Empty Heart

I'm 28 I've never been in love, I've never felt that passion for someone, hell I've hardly dated..... Most days I wonder what it would feel like to fall hard for someone or even if I would recognize that feeling if it ever decided to knock on my door.

Everyone that I love in my life are happily coupled and sometimes it's hard to be around them. To see them with there loves deep down wanting what they have! The ache in my heart when I actually spare time to listen to it that hollow ache, the pain of knowing your alone... that just maybe nobody will ever need you as much as you need them wanting to start a life with someone have a family the older I get the more those ideas seem like another language one I can't seem to learn...

So I sit here and as time goes on little by little I tell myself I don't want to be in a relationship, that I don't even like kids! Lucky for me my Brain believes those things even though my heart knows better!
happypear happypear
26-30, F
4 Responses Jul 14, 2010

i've known several ppl who met their partner later in life so don't feel too discouraged. at least you've missed all the heartache thats common with young love

@shopgirl1960- What the heck!! You're young and alive!! Enjoy life-go to the beach, learn to fly, go hikeing, travel- even if it is only in your own state, ...learn about the world around you!! You have an interest in some subject..so learn about it- study about it- you WILL find that there are others who have that same interest...and when you share your thoughts, feelings and such with others, you will be suprised just how many others will share those same thoughts!! THEN you will find someone who will take you to heart and then the love you have to share will come through to others and their love for you will also come through...this I know..I've seen it many times...

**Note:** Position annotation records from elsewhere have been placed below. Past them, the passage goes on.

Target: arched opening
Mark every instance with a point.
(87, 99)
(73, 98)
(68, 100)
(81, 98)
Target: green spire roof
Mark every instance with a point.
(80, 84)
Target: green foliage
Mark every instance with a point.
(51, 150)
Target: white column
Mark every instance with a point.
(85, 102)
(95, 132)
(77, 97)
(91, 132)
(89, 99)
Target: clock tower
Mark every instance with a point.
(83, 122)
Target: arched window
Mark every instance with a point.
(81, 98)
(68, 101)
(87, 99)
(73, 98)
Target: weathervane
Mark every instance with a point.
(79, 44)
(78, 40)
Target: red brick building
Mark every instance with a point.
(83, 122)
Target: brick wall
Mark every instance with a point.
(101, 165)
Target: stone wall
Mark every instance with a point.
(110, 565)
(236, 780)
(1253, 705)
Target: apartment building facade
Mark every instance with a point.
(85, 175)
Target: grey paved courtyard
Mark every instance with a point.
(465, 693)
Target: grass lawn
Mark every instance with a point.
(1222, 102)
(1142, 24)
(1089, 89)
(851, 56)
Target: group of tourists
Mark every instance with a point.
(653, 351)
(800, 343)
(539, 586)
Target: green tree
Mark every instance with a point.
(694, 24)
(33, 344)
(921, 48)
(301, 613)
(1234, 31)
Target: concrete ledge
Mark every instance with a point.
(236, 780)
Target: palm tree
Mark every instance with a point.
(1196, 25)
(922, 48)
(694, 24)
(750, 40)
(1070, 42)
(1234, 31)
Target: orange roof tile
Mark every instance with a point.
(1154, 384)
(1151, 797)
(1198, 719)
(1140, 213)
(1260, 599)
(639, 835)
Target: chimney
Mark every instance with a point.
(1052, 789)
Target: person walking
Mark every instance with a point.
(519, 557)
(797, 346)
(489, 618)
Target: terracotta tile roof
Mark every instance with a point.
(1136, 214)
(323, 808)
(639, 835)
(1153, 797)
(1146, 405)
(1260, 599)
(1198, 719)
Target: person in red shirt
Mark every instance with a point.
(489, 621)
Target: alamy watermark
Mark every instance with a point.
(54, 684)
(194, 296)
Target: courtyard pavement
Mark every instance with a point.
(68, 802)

i feel exact like u all time theirs no love or no one for me oh god find and fill our hearts with love........

boy i sure know how you feel... although I am much older then you and have been married..."he left me" after 7 years . I have three daughters that are all grown up.. I decided to forcus on rasin them. Now I would really like to find someone to love and would love me the same and just grow old together..but like you I tell myself that I am happy with my life and free of all the drama that relationships can be. in my head I have learned not to feel i need someone but in my heart I so want that. I keep having people tell me he will find you when you are not looking...... like i believe in that!!! haha. it has been years now.. I don't know maybe I give off this makeup that i do not want anyone.. oh well time will tell us both.